Description: One of the very first first-person games available, and the very first first-person RPG available. Ultima Underworld details a sort of "side story" in the history of the Avatar that occurs between Ultima VI and Ultima VII. The Avatar arrives in Britannia just in time to be accused of kidnapping a Baron's daughter and is unjustly thrown into the Stygian Abyss, the largest and most complex dungeon in Britannia. There the Avatar discovers a much deeper plot and must eventually confront a great demon known as Slasher of Veils.

Notables: As noted above, this was the first real-time first-person RPG available. It's also notable that you could jump and look up and down in this game, long before such advances became available in first-person shooters. The magic system was simple (much simpler than in other Ultimas), and the dungeon design quite complex (perhaps a little too much so in some cases). A superb automapping feature was also included.

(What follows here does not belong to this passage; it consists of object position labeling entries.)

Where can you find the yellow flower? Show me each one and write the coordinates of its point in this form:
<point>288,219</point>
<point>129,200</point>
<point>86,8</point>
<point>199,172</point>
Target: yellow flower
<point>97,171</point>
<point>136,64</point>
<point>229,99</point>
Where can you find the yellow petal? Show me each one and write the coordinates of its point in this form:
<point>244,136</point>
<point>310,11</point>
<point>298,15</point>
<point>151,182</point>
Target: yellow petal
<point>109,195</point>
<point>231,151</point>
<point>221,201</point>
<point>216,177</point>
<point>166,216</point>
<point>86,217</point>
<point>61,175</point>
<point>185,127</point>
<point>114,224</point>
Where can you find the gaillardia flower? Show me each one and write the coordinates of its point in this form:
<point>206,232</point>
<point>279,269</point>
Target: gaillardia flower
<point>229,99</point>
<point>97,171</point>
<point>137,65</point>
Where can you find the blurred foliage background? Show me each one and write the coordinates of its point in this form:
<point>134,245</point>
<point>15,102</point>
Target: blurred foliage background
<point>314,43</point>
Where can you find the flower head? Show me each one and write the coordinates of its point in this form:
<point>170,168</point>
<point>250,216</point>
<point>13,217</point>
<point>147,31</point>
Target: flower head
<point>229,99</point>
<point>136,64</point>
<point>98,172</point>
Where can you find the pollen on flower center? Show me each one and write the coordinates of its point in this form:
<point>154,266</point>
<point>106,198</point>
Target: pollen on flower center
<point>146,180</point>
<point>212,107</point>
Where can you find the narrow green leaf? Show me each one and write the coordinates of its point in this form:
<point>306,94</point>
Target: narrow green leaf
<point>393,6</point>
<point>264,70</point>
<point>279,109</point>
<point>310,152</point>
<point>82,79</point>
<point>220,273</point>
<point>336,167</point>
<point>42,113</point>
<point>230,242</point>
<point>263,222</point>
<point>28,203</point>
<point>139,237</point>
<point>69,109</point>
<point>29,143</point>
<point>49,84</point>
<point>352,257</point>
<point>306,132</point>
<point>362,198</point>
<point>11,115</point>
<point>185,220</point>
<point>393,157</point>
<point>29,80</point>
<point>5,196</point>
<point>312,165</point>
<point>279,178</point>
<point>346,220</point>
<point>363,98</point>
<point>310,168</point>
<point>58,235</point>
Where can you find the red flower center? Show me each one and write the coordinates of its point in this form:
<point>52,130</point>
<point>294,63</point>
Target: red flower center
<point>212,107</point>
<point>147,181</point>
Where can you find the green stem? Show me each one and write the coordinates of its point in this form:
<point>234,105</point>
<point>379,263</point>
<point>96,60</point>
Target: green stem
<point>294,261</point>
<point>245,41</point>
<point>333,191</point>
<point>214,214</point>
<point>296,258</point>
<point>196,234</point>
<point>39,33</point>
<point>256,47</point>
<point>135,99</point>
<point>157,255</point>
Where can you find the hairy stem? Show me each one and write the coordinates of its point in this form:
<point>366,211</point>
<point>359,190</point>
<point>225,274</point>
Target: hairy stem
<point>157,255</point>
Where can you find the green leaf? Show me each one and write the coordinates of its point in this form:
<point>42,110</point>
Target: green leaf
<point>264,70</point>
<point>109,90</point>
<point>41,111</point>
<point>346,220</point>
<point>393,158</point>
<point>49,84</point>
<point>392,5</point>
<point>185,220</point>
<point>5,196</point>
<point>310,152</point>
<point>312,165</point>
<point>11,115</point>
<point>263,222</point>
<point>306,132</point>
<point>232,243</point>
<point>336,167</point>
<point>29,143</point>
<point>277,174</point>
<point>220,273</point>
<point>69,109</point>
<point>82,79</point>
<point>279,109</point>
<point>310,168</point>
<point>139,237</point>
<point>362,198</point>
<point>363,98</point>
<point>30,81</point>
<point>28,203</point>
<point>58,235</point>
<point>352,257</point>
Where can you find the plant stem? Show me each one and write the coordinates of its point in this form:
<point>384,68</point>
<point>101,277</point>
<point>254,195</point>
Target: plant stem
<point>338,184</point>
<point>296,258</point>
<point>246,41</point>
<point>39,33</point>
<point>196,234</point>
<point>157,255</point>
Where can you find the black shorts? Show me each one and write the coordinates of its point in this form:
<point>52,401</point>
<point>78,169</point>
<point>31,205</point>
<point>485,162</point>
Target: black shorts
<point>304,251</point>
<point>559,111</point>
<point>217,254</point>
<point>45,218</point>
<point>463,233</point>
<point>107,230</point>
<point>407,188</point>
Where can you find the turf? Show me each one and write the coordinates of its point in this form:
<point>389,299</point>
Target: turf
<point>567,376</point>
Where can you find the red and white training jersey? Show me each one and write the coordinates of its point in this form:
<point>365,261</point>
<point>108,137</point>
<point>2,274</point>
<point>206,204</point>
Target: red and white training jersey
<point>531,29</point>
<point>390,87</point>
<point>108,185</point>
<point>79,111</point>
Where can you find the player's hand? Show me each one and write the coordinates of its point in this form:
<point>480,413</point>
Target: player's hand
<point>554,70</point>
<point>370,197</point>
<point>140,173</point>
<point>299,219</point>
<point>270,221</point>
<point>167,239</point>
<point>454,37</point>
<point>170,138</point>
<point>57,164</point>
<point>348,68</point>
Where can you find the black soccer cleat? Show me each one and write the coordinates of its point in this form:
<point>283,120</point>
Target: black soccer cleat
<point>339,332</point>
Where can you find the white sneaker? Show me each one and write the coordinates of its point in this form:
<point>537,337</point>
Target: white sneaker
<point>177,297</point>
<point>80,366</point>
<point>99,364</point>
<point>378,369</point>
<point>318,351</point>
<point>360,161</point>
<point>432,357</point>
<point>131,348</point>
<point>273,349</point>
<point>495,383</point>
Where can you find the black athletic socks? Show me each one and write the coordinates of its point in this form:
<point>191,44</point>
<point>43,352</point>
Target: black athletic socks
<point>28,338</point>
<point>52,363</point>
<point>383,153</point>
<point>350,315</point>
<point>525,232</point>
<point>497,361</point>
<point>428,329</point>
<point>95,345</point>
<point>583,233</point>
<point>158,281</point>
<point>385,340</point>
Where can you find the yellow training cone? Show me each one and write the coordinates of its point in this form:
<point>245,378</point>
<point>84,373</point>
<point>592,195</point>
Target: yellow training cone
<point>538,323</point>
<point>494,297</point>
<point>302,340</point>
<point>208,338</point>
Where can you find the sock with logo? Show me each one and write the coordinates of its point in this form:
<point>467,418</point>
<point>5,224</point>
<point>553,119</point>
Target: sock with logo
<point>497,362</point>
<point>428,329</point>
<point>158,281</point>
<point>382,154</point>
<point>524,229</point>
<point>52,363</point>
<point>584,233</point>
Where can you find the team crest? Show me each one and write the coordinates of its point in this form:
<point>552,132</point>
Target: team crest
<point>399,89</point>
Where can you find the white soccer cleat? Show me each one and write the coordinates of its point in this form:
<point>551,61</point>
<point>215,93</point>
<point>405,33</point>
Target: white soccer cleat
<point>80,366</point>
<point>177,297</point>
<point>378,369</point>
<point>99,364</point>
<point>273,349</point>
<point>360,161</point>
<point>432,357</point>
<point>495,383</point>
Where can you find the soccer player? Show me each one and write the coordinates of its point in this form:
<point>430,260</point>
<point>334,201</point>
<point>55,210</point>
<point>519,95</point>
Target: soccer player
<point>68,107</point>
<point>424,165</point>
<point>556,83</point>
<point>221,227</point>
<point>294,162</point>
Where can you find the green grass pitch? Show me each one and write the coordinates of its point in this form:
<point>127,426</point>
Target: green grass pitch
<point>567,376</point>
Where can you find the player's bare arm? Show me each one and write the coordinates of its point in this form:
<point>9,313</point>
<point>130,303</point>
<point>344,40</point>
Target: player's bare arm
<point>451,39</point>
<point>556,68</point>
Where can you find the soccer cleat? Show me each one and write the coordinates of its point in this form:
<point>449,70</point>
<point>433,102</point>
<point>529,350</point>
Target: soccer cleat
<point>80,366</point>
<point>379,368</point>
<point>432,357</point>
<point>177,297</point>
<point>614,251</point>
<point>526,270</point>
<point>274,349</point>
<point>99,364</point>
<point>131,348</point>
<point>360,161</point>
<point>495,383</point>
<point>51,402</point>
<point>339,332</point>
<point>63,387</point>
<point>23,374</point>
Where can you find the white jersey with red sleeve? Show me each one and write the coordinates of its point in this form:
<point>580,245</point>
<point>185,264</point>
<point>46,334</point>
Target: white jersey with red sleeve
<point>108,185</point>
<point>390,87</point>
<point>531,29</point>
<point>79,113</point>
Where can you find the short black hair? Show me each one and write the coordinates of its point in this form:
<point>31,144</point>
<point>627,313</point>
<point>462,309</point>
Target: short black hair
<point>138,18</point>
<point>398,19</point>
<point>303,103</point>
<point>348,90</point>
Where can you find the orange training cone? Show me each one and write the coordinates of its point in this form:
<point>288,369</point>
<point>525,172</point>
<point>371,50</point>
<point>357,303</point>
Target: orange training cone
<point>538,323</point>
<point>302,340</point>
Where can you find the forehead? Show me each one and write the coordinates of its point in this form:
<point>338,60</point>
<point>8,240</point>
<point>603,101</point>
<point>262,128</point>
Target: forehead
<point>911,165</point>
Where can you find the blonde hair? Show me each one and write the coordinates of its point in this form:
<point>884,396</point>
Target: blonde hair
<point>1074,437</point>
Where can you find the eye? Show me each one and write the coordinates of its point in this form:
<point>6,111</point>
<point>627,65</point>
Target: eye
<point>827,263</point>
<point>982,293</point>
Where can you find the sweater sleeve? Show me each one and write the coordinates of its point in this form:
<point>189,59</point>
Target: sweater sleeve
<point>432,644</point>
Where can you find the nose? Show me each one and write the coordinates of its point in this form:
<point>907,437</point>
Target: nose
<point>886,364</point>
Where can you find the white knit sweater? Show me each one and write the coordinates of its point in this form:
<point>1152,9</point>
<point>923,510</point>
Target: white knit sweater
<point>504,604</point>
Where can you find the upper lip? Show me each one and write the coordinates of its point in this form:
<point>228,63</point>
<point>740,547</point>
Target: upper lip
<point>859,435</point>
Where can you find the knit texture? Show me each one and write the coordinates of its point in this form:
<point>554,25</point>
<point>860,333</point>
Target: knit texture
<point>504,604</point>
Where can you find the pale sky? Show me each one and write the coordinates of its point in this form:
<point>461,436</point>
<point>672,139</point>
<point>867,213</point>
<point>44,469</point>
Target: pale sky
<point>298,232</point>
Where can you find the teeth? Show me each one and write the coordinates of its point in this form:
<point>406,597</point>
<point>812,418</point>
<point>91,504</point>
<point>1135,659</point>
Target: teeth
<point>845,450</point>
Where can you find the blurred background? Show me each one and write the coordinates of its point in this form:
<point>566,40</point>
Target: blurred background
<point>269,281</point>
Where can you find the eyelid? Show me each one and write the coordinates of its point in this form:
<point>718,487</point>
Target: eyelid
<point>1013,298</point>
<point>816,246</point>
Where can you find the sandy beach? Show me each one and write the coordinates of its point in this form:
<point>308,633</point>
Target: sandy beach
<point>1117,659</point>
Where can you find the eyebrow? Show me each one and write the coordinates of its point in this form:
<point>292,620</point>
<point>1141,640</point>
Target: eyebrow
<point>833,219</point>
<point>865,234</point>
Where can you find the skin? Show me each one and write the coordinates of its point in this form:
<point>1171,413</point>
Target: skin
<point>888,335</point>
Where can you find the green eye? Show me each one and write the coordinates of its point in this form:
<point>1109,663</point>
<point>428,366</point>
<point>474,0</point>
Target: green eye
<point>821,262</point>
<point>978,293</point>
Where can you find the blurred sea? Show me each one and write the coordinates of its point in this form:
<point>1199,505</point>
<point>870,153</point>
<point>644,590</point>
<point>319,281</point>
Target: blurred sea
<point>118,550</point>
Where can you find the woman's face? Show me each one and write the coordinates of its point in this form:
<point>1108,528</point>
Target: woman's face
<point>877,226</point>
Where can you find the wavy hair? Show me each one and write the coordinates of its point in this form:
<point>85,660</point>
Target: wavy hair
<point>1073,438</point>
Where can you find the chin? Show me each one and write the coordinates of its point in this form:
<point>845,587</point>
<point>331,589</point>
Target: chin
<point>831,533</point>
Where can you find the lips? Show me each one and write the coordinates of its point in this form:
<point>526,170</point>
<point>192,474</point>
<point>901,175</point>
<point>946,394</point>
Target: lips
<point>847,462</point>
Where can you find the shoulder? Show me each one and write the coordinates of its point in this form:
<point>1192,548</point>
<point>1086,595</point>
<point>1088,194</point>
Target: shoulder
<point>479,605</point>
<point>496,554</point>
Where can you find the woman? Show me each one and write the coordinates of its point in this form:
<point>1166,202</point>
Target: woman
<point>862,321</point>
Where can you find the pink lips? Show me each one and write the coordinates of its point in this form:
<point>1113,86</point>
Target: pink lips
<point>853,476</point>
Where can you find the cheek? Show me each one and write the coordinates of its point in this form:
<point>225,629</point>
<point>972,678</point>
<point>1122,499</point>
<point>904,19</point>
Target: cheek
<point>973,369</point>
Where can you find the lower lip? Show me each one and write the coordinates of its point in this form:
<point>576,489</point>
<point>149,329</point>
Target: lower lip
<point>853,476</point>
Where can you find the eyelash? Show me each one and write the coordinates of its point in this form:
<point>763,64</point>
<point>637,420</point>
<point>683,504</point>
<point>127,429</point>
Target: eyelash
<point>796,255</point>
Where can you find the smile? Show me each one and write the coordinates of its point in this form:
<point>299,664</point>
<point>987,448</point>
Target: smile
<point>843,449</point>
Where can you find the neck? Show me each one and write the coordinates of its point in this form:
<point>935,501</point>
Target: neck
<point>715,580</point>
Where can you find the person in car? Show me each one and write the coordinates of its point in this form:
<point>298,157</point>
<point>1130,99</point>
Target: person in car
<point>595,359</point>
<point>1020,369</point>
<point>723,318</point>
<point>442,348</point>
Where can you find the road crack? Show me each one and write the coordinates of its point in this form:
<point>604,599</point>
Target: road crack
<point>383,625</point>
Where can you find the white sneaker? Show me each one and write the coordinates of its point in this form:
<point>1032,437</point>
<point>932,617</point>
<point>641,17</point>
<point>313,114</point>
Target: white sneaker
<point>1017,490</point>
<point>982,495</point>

My Opinion: A great RPG. It looks a bit primitive today, but still provides many fun hours of play.

Notes: This game is still available from Electronic Arts.

Links:
Encyclopaedia of Computer And Video Games

Corrections:

Ultima Underworld was not the first first person RPG/Action RPG available. What it was, as far as I know, was the first first person game (of any sort) that allowed free-form, instead of tile-based exploration, e.g. the dungeons of Ultima I, or Dungeon Master. Wolfenstein 3D, the second free-form first-person game, came out a few months later. Also, at the time of development, Looking Glass Studios was known as Blue Sky Productions.

Additional Information:

A sequel, Ultima Underworld 2 was released a few years later. Although a fine game in its own right, most people seem to prefer the original.

Salient Game systems :

  • A roll-your-own spell system based on runes. Each rune had a meaning, such as big("vas", in the game), negation("an"), or life("mani"), and by combining them into a "sentence" you could form a spell, such as "big heal"(vas mani), or "great death" (vas an mani). Most spells were documented in the instructions, but some were only discovered by logical experimentation. Players found the runes throughout the course of the game, increasing their spell "vocabulary" as they went.
  • An automapping system that has never been even equaled in any game I have since played (excluding the one sequel). The automap was not only accurate, but provided the capability to add notes to the map to indicate important locations. It also looked so nice it was always a goal of mine to fill it in completely.
  • Fairly detailed conversation trees with choices that affected how NPCs perceived your character.
  • A respectable attempt at realistic physics. Thrown objects would fly through the air and then slide a bit along the ground, and a superball was even included that bounced quite nicely.
  • A large persistent world. From anywhere in the game you could go back to any other location, and all game state was saved.

New Information:

A version for the Pocket PC is currently being developed by ZioSoft. No release date was available at their website as of late April, 2002.

A French developer, Arkane Studios, is developing a spiritual successor to the games in the form of Arx Fatalis. A demo for the game is already available, but the game has not yet been released. The game will be published by Fishtank Interactive.